A couple of days ago, ESPN’s Peter Keating blogged about “icing the kicker” (i.e., calling timeouts before important kicks, sometimes mere instants before the ball is snapped). He argues that the practice appears to work, at least in overtime. Ultimately, however, he concludes that his sample is too small to be “statistically significant.” This may be one of the few times in history where I actually think a sports analyst *underestimates* the probative value of a small sample: as I will show, kickers are generally worse in overtime than they are in regulation, and practically *all* of the difference can be attributed to iced kickers. More importantly, even with the minuscule sample Keating uses, their performance is so bad that it actually* is* “significant” beyond the 95% level.

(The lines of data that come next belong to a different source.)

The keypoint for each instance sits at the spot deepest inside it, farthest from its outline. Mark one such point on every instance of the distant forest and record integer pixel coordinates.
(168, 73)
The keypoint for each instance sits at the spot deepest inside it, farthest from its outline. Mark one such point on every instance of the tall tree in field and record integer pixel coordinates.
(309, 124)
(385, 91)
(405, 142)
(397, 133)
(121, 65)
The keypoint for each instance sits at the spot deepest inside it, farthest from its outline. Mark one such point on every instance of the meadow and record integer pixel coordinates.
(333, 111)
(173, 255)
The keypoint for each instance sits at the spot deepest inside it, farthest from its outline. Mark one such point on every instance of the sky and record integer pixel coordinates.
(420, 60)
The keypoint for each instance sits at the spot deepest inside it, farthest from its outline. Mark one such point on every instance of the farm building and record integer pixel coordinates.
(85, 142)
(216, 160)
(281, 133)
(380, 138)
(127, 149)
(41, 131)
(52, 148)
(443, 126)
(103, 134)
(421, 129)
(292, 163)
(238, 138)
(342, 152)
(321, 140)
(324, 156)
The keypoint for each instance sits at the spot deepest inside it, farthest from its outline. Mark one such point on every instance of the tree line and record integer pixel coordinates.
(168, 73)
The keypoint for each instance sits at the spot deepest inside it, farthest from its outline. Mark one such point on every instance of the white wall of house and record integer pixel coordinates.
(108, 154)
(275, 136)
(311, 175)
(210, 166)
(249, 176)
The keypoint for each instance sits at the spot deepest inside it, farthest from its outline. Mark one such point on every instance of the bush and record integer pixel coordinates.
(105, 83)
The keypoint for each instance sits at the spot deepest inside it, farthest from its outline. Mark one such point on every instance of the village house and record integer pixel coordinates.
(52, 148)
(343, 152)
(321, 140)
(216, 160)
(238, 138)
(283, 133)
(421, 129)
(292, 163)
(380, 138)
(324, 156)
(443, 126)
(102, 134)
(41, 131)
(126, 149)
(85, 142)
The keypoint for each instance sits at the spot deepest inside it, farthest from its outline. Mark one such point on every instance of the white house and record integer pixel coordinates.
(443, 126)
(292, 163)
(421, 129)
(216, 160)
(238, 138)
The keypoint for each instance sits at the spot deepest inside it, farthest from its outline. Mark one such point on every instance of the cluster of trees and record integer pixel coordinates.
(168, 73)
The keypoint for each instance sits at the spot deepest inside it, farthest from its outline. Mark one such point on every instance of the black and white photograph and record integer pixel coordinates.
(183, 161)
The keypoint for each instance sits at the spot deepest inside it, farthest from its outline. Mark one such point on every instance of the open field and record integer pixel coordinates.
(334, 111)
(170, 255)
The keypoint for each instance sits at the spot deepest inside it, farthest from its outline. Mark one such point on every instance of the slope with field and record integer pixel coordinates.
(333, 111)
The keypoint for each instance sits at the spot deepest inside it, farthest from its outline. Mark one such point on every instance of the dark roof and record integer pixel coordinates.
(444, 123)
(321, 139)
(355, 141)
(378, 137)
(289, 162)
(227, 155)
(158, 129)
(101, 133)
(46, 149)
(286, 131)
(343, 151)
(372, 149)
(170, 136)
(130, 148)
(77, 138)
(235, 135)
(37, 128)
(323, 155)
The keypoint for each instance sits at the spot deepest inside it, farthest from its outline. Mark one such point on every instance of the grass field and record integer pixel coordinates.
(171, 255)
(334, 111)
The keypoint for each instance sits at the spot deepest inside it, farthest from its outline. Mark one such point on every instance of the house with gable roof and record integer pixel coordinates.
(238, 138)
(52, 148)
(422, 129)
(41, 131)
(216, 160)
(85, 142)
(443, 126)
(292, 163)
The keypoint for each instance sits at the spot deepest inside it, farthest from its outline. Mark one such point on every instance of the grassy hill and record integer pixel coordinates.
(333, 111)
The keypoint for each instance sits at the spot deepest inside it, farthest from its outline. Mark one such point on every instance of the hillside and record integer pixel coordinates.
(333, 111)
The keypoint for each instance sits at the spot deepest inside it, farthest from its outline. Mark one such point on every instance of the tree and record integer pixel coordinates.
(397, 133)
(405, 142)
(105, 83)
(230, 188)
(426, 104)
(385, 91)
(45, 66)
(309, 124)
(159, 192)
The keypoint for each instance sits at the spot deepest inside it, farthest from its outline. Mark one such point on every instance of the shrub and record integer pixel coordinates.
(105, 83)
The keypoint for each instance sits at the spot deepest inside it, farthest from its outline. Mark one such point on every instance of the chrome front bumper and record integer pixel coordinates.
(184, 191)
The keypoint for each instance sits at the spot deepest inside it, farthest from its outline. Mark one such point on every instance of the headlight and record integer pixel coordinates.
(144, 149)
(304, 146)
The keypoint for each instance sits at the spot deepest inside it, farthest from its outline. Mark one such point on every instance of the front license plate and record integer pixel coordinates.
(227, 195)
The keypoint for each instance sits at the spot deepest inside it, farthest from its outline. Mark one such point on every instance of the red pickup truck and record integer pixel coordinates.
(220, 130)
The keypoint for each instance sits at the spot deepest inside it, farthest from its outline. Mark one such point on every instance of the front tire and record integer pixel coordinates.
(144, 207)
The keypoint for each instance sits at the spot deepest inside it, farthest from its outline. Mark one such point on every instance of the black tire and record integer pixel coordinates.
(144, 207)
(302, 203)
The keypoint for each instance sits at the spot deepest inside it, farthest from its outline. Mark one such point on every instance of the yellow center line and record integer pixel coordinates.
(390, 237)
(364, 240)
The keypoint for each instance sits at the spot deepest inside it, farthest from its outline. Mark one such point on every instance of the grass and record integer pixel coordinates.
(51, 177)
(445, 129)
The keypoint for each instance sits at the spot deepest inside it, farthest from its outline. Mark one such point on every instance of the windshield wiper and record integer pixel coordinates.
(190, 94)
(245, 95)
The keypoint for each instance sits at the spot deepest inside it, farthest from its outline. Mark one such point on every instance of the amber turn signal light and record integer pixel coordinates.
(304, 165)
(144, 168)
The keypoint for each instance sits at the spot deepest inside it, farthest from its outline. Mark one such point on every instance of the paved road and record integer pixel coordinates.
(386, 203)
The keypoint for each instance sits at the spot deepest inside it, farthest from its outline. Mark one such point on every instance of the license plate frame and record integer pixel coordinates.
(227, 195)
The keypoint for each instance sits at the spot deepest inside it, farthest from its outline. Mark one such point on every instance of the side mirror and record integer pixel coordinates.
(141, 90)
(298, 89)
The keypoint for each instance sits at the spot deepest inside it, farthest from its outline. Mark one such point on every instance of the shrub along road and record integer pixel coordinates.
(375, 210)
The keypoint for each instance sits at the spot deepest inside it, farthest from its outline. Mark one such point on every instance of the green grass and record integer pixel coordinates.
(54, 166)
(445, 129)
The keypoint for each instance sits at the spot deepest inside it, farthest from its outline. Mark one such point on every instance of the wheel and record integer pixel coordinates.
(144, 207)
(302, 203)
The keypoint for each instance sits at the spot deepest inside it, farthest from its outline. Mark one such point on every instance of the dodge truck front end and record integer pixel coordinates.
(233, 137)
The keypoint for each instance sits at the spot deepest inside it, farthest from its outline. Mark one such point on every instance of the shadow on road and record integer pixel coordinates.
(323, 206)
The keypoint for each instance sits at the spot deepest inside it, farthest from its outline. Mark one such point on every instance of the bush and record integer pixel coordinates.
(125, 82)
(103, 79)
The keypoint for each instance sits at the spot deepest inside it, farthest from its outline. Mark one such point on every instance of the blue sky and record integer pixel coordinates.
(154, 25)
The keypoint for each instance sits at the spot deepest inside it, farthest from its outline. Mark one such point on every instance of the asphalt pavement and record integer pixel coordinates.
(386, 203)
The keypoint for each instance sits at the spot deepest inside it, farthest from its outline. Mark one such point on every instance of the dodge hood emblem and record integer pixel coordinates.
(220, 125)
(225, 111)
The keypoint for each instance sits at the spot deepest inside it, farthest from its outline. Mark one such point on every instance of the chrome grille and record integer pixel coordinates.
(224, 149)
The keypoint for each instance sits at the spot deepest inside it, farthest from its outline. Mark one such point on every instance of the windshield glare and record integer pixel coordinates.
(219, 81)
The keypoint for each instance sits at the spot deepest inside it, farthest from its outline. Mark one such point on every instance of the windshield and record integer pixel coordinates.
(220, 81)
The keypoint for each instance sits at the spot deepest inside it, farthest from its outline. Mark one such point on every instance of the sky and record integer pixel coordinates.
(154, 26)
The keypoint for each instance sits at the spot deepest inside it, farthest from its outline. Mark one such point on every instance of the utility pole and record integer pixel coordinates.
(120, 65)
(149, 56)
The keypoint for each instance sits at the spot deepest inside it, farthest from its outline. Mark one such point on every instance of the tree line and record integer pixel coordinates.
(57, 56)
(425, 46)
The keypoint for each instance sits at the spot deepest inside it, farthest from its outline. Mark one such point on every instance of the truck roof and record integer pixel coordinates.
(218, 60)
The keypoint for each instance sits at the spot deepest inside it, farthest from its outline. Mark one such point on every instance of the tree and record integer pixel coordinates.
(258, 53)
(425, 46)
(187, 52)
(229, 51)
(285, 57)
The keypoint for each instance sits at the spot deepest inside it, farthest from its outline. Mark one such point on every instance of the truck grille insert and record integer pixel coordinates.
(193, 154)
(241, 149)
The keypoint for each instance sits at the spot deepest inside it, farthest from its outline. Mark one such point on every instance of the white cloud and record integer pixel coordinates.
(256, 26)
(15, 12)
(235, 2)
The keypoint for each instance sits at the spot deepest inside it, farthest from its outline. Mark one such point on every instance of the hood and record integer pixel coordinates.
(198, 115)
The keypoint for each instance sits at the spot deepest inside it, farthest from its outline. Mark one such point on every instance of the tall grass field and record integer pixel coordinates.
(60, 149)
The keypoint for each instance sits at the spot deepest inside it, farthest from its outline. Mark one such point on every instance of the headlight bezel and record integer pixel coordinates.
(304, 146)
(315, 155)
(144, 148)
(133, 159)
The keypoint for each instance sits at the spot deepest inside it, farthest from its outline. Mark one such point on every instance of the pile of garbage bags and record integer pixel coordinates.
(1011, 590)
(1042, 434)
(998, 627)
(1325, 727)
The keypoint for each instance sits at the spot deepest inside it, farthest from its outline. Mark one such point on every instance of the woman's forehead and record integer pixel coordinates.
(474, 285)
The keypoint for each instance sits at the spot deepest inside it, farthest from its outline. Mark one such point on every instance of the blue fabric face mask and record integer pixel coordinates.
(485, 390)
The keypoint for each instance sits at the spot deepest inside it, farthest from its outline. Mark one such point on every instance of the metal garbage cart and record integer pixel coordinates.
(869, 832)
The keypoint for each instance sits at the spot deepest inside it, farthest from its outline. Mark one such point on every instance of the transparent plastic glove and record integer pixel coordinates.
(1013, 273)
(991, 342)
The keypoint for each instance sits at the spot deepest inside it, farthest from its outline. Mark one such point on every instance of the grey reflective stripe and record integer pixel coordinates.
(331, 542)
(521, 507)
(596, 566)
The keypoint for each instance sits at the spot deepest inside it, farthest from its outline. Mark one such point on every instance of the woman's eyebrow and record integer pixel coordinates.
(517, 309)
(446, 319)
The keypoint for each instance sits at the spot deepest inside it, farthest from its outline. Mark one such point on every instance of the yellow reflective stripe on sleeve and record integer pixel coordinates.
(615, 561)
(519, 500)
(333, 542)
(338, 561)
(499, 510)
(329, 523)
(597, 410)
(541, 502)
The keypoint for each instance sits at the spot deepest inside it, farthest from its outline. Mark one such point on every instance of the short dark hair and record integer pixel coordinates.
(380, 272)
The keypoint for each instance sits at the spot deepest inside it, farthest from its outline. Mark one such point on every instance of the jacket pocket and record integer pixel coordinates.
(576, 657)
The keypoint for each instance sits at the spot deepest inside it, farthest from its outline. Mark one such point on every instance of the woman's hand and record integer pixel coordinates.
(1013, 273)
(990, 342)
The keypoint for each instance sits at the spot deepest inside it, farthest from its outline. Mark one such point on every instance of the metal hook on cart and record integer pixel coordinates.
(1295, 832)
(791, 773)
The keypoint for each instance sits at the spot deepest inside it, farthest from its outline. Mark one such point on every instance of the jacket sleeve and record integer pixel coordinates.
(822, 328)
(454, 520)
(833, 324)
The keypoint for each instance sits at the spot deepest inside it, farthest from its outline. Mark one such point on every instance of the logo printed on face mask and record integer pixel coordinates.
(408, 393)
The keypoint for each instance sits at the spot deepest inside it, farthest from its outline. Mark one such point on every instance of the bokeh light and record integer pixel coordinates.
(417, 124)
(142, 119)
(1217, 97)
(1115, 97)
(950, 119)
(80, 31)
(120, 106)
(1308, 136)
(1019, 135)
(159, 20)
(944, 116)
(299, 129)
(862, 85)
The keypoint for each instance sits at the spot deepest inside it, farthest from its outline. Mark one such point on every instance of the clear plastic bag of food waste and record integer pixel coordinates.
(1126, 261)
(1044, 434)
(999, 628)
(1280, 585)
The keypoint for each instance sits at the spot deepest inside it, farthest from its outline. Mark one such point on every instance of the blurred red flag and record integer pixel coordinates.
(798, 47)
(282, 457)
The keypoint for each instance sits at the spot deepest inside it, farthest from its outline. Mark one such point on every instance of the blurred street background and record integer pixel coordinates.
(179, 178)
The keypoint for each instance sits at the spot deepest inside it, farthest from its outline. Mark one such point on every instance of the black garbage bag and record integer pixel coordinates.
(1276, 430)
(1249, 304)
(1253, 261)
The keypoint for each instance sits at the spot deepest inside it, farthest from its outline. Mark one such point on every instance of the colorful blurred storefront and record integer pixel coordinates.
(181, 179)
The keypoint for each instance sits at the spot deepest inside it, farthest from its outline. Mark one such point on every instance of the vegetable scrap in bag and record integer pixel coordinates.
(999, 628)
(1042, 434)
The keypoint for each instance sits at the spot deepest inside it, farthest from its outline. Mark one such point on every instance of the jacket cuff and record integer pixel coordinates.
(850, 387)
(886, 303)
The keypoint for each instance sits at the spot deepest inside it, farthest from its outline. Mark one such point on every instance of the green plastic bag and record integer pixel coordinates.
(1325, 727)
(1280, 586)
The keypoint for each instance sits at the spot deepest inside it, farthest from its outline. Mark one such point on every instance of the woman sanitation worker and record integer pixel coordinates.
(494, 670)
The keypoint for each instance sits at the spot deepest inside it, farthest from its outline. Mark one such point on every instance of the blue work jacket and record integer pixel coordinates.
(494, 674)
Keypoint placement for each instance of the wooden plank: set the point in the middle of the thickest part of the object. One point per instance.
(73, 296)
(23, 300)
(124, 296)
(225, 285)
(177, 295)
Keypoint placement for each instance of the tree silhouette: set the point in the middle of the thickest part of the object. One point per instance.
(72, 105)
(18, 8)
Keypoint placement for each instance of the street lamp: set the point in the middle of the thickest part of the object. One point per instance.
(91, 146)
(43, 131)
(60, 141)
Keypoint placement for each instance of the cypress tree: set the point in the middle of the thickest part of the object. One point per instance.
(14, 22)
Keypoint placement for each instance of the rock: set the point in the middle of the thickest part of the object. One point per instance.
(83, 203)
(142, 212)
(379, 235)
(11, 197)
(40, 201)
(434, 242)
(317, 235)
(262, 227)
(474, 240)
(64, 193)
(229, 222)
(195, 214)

In Keating’s 10 year data-set, kickers in overtime only made 58.1% of their 35+ yard kicks following an opponent’s timeout, as opposed to 72.7% when no timeout was called. The total sample size is only 75 kicks, 31 of which were iced. But the key to the analysis is buried in the spreadsheet Keating links to: the average length of attempted field goals by iced kickers in OT was only 41.87 yards, vs. 43.84 yards for kickers at room temperature. Keating mentions this fact in passing, mainly to address the potential objection that perhaps the iced kickers just had harder kicks — but the difference is actually much more significant.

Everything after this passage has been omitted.